В близлежащем сумасшедшем доме другие монахини одевали обитателей в чистое платье и гадали, кого же из них исцелит аура святого? Довольно часто он отказывал в исцелении, но, несомненно, его великое милосердие (а может – тщеславие) само по себе служило гарантией исцеления кого-нибудь из несчастных. Будет ли это Мина, которая пронзительно, по-птичьи кричит и невнятно бормочет, не узнаёт никого и обнажается перед всяким, кто не проявит осторожность? Будет ли это Дмитрий, который бьет окна и бутылки и ест стекло? Мария, которая воображает себя американской королевой и даже докторов заставляет приближаться к ней на коленях? Сократ – жертва неврастении настолько, что даже поднять вилку для него – и то ответственность невыносимая, от чего он начинает рыдать и вздрагивать? Монахини верили, что жить подле святого – само по себе мягкая форма лечения, а безумные в моменты просветления гадали, когда же наступит их черед. Святой выбирал себе пациентов без видимой логики и последовательности: некоторые умирали, прождав по сорок лет, другие же в один год прибывали с записью об атеизме и предосудительном поведении, а уже на следующий – отбывали восвояси, излечившись.

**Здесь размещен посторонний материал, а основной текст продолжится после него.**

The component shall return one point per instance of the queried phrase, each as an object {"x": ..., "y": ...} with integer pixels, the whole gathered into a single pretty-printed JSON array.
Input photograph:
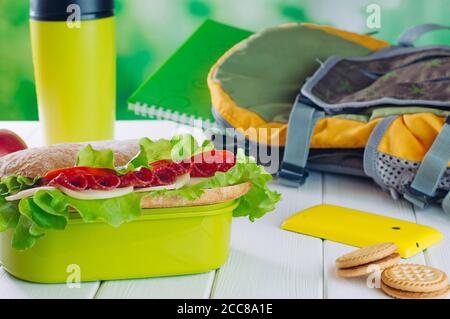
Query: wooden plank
[
  {"x": 12, "y": 288},
  {"x": 268, "y": 262},
  {"x": 181, "y": 287},
  {"x": 364, "y": 195},
  {"x": 437, "y": 255}
]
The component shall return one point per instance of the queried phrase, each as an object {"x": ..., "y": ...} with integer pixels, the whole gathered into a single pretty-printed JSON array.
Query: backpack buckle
[
  {"x": 419, "y": 198},
  {"x": 292, "y": 175}
]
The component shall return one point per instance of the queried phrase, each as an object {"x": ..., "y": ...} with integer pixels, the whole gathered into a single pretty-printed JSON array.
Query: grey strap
[
  {"x": 302, "y": 121},
  {"x": 371, "y": 151},
  {"x": 411, "y": 35},
  {"x": 446, "y": 203},
  {"x": 424, "y": 186}
]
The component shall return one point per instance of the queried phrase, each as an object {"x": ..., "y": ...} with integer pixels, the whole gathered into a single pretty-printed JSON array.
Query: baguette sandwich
[{"x": 115, "y": 181}]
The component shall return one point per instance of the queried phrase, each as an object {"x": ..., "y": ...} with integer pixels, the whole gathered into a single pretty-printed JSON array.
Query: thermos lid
[{"x": 61, "y": 10}]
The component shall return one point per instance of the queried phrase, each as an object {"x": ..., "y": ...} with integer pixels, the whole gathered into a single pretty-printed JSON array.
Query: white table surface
[{"x": 265, "y": 261}]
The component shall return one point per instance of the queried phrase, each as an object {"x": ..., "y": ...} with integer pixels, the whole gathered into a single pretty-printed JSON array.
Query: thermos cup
[{"x": 74, "y": 57}]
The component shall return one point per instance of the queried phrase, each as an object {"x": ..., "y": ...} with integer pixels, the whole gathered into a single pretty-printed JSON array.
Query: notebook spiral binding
[{"x": 158, "y": 113}]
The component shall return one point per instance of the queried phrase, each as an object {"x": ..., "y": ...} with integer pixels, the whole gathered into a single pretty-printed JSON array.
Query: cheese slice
[
  {"x": 180, "y": 182},
  {"x": 28, "y": 193}
]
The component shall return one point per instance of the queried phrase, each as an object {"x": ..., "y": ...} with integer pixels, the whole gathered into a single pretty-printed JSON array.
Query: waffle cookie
[
  {"x": 410, "y": 281},
  {"x": 364, "y": 261}
]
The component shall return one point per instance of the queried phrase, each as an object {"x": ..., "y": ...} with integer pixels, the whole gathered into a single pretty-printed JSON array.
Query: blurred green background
[{"x": 148, "y": 31}]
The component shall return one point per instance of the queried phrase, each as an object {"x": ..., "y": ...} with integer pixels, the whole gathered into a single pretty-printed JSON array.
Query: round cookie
[
  {"x": 364, "y": 270},
  {"x": 400, "y": 294},
  {"x": 415, "y": 278},
  {"x": 366, "y": 255}
]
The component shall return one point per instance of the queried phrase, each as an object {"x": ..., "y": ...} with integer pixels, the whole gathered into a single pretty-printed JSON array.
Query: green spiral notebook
[{"x": 178, "y": 90}]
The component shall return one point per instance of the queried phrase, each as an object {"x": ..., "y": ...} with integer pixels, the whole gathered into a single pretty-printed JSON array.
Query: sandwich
[{"x": 115, "y": 181}]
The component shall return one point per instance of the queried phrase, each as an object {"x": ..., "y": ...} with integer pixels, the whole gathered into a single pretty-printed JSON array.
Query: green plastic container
[{"x": 163, "y": 242}]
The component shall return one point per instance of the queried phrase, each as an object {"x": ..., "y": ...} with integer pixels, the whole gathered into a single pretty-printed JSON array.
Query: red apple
[{"x": 10, "y": 142}]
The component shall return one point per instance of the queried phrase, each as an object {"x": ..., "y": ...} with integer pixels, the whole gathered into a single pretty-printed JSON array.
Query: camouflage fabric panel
[{"x": 422, "y": 75}]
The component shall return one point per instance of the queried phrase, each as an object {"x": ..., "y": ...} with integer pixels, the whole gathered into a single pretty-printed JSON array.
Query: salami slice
[
  {"x": 207, "y": 164},
  {"x": 141, "y": 178},
  {"x": 103, "y": 183}
]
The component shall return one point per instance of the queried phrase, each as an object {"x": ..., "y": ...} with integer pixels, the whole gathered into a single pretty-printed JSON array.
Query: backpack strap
[
  {"x": 371, "y": 150},
  {"x": 423, "y": 189},
  {"x": 303, "y": 119},
  {"x": 446, "y": 203},
  {"x": 410, "y": 36}
]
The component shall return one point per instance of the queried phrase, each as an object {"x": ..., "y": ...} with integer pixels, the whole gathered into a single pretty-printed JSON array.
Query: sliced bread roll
[
  {"x": 36, "y": 162},
  {"x": 209, "y": 197}
]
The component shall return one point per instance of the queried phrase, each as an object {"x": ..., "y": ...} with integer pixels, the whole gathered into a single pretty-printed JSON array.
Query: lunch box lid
[
  {"x": 62, "y": 10},
  {"x": 174, "y": 212}
]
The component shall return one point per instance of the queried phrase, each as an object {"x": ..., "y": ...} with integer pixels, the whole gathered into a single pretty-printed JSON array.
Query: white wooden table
[{"x": 265, "y": 261}]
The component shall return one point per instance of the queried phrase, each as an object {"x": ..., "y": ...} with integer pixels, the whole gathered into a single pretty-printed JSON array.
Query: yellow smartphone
[{"x": 361, "y": 229}]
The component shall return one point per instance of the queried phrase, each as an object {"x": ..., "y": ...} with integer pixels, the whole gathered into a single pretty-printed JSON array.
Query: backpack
[{"x": 365, "y": 107}]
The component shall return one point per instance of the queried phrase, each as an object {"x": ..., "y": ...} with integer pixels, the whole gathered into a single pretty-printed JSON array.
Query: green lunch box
[{"x": 162, "y": 242}]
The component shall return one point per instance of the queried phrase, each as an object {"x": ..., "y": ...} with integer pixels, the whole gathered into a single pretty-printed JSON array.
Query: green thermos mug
[{"x": 74, "y": 57}]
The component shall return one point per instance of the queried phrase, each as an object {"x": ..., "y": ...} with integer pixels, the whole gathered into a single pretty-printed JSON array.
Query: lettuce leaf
[
  {"x": 178, "y": 148},
  {"x": 14, "y": 184},
  {"x": 9, "y": 211},
  {"x": 95, "y": 158},
  {"x": 49, "y": 210}
]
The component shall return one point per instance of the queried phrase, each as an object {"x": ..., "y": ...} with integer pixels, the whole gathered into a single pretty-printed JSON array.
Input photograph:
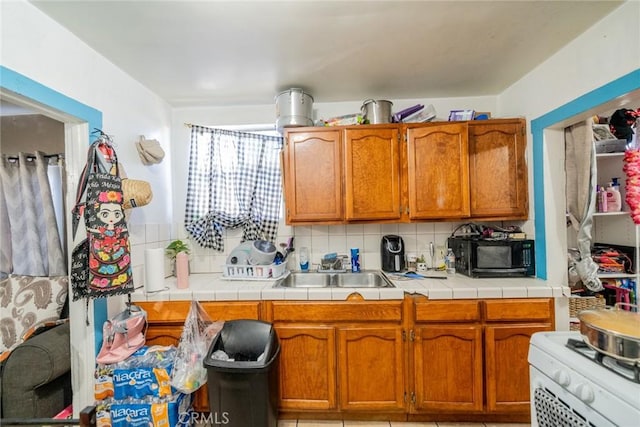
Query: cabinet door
[
  {"x": 372, "y": 173},
  {"x": 448, "y": 368},
  {"x": 307, "y": 367},
  {"x": 507, "y": 367},
  {"x": 371, "y": 367},
  {"x": 498, "y": 170},
  {"x": 313, "y": 176},
  {"x": 438, "y": 171}
]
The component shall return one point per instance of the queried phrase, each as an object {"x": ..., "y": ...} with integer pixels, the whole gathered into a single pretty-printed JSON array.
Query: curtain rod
[
  {"x": 240, "y": 128},
  {"x": 32, "y": 157}
]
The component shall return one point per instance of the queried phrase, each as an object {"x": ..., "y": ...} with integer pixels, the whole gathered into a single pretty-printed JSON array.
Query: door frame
[{"x": 79, "y": 121}]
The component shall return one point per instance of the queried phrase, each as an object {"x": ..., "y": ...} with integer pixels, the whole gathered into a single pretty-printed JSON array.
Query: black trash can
[{"x": 242, "y": 374}]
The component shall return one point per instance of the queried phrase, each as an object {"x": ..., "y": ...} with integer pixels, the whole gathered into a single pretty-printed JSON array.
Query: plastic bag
[{"x": 189, "y": 373}]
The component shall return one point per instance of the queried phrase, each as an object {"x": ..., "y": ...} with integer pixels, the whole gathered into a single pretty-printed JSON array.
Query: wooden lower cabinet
[
  {"x": 448, "y": 368},
  {"x": 371, "y": 368},
  {"x": 470, "y": 357},
  {"x": 413, "y": 359},
  {"x": 340, "y": 357},
  {"x": 166, "y": 321},
  {"x": 307, "y": 367}
]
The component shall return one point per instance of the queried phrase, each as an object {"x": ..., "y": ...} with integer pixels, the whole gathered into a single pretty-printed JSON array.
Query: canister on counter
[{"x": 355, "y": 260}]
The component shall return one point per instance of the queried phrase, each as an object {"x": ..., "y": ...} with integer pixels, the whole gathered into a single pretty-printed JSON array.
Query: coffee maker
[{"x": 392, "y": 253}]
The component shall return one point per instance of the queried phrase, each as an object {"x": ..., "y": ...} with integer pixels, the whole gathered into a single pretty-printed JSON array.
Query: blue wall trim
[
  {"x": 619, "y": 87},
  {"x": 24, "y": 86}
]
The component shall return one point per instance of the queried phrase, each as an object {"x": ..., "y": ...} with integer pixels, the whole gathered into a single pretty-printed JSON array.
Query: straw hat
[
  {"x": 136, "y": 193},
  {"x": 149, "y": 150}
]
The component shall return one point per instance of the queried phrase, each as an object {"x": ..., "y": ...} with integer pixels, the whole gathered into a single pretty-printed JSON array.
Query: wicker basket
[{"x": 577, "y": 304}]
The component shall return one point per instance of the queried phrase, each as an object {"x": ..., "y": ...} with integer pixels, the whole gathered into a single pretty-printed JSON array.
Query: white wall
[
  {"x": 40, "y": 49},
  {"x": 605, "y": 52}
]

На красивых луговинах долины и среди платанов, выстроившихся вдоль дороги на Кастро, уже два дня как собирались паломники и корибанты, некоторые – действительно издалека. Родственники безумных уже поцеловали руку святого и помолились вместе об исцелении своих любимых, пока монахини чистили позолоченную утварь, наполняли церковь цветами и зажигали гигантские свечи. Места в церкви заполнялись теми, кто был едва знаком друг с другом и освежал дружеские отношения оживленными и многоречивыми беседами, что негреки ошибочно приняли бы за непочтительность. На улице паломники разгружали животных, навьюченных фетой[50], дынями, приготовленной дичью, мясным пирогом, которыми делились с соседями, и проходились по адресу друг друга сатирическими стишками. Смеющиеся девушки прогуливались группками под руки, искоса поглядывая с улыбкой на потенциальных мужей и возможные источники флирта, а мужчины, делая вид, что не обращают на них внимания, стояли кучками и обсуждали важнейшие мировые проблемы, жестикулируя и размахивая бутылками. Священники роились, как пчелы, с невероятной серьезностью обсуждая богословские вопросы, а их седые бороды, вкупе с сияющими черными ботинками и развевающимися рясами, придавали им вид патриархов; они терпеливо сносили льстивые вмешательства верующих, которые не могли найти более благовидного предлога для разговора, кроме как спросить, прибудет тот или иной епископ или же нет.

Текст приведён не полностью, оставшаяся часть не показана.